MAÎTRES



V.S. MUTHUSWAMY PILLAÏ

(1921/1992)





consacra toute sa vie à l'enseignement, la composition et la chorégraphie.

Excellent rythmicien, il avait aussi le sens aigu de l'organisation de l'espace.

Il n'hésitait pas à modifier des détails de style. 

Il composait chaque jour de nouveaux Adavus.

Chaque disciple l'inspirait et le poussait à inventer sans cesse

de nouveaux pas, de nouvelles chorégraphies.

Il aimait à pousser le corps des danseurs dans des situations extrêmes.

Il était grisé par l'exécution rapide des mouvements.







C'était un homme simple et doté d'un grand sens de l'humour.

Il savait trouver en chacune sa spécificité

et poussait ses élèves à développer leur imagination.

Il faisait partie de la dernière génération 

des maîtres de danse de l'ancienne tradition.

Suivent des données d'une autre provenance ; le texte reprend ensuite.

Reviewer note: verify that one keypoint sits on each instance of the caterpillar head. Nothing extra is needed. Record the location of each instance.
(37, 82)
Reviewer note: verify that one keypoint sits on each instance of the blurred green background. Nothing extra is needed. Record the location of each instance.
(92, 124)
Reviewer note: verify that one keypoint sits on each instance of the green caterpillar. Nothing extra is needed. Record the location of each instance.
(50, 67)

Il a dû s'adapter à une organisation sociale nouvelle


pour continuer à faire vivre l'Art du Bharatanatyam.


*****


"En suivant le long corridor sombre qui menait à la petite salle de danse
à Mylapore chez mon maître,

je m'amusais souvent à approcher sans me faire entendre pour voler
quelques instants secrets.

Dans le noir, assis sur sa natte, il était là les yeux clos, tout à sa composition,
comptant sur ses doigts et sculptant le temps".


Le 24 octobre 1921, dans un petit village du sud de l' Inde, Muthuswamy Pillaï

est né dans une famille de musiciens, danseurs et nattuvanars.

Sa mère était musicienne, sa grand-mère danseuse.

Après le décès de sa mère, alors qu'il n'avait que 5 ans, 

Muthuswamy est confié à un grand oncle :

Vaitheeswarankoil Meenakshisundaram Pillaï. 

Il était nattuvanar . C'est auprès de lui que Muthuswamy commença son apprentissage.

Il grandit dans un environnement musical où il pratiquait le chant,

le violon, le nadeswaram, le thavil et le nattuvangam.

Il assistait à de nombreux récitals. 

Il acquit ainsi la grammaire du Bharatanatyam.



Muthuswamy jeune avec Guru Vaiteeswarankoil Pillaï et sa femme


Il apprendra les adavus avec Meenakshi Sundaram Pillaï,

puis deviendra disciple de Kattumanarkoil Muthukumarappa Pillaï :

guru des célèbres artistes Kamala (danseuse et actrice) et  Ram Gopal (danseur).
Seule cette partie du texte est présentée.